Got it, and thanks for the link!
I’m working on the same thing actually! Fabrile.app :)
Are you far along? Let me know if you want to join in.
I think it’s a super useful type of tool in general and I’m surprised it’s taken so long for such apps to be developed. I’m also really surprised it’s a space OpenAI hasn’t really touched (their custom gpts are terrible for b2b)
Exactly! It's a great space
Fabrile looks cool, would love to chat more. Add me on discord? My username is "nmnyg"
Added you - mine is the same as my tildes username.
I work at an AI company. We use ChatGPT and CoPilot for coding and context-aware search. We also fine-tune Llama 3 and Stable Diffusion XL for our generative AI product. My boss used Perplexity for research tasks.
Thanks for sharing. Would love to more about the fine tuned product!
We use CoPilot in our IDEs and make use of Slack's AI offerings to summarize channels/threads (what I really need is a summary of the summaries, because I am in way too many channels against my will). I also use chatGPT occasionally when I need to. Usually when CoPilot fails me or I have a technical question that isn't strictly programming, so CoPilot refuses to answer.
Haha I feel that completely
I'm a civil engineer and have been using CoPilot for Civil 3D and PowerShell scripting.
While I understand coding and have been a computer power user most of my life, I am not a programmer. Trying to understand PowerShell and LUA enough to implement anything other than the basics is outside of reasonable for the time I have. A manual approach has always been more efficient in the past.

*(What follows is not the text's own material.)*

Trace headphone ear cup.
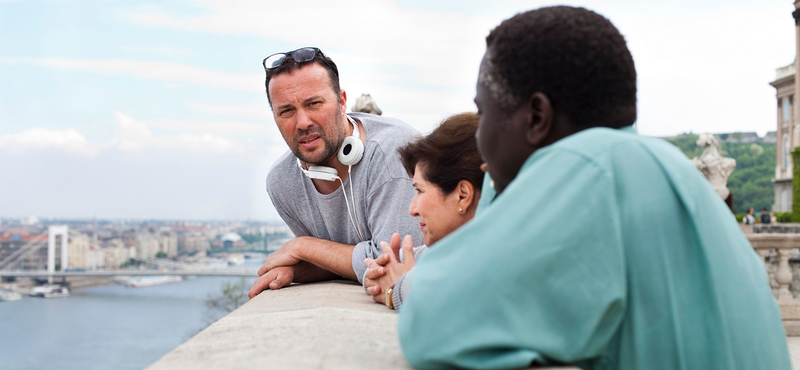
[337,136,364,166]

I've seen others use it to frame a report or do some large data analysis, but I haven't had much luck with it that way. However, it has sped up my excel formula creation and helped me avoid going down rabbit holes where I'd learn only after hours of trial and error that I would need Visual Basic to implement what I wanted.

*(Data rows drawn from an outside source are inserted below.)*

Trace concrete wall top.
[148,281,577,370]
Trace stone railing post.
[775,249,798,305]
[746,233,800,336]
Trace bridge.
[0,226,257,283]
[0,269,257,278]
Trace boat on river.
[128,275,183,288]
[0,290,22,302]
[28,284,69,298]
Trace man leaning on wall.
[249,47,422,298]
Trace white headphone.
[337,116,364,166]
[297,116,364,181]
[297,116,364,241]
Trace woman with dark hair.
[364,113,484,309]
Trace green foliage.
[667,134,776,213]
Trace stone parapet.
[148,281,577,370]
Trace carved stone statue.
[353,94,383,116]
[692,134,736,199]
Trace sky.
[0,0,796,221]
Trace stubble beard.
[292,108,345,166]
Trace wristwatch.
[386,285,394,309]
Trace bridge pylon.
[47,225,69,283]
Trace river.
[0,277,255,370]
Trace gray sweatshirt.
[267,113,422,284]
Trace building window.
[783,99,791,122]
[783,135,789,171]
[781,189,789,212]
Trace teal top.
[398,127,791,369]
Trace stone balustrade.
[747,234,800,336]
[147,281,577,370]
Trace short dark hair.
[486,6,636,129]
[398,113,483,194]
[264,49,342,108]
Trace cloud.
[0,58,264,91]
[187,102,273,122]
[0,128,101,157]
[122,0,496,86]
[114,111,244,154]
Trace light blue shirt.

Awesome thanks for sharing, using LLM for programming in languages I barely know is something I do often as well
Software developer for a company that isn't in the software field, we use GitHub Copilot in Visual Studio and in Teams for meeting summaries.
For development I find I use it pretty extensively for writing unit tests, mostly to save copy and paste setups and assertions. I'll use the chat feature if I'm not sure how to do something or for some types of refactoring.
The meeting notes aren't perfect but they're good enough that I don't really need to take notes usually.
Otherwise we're not really using it. Our team has thought about ingesting all our documentation into a chatbot but that wasn't really something we'll look into doing.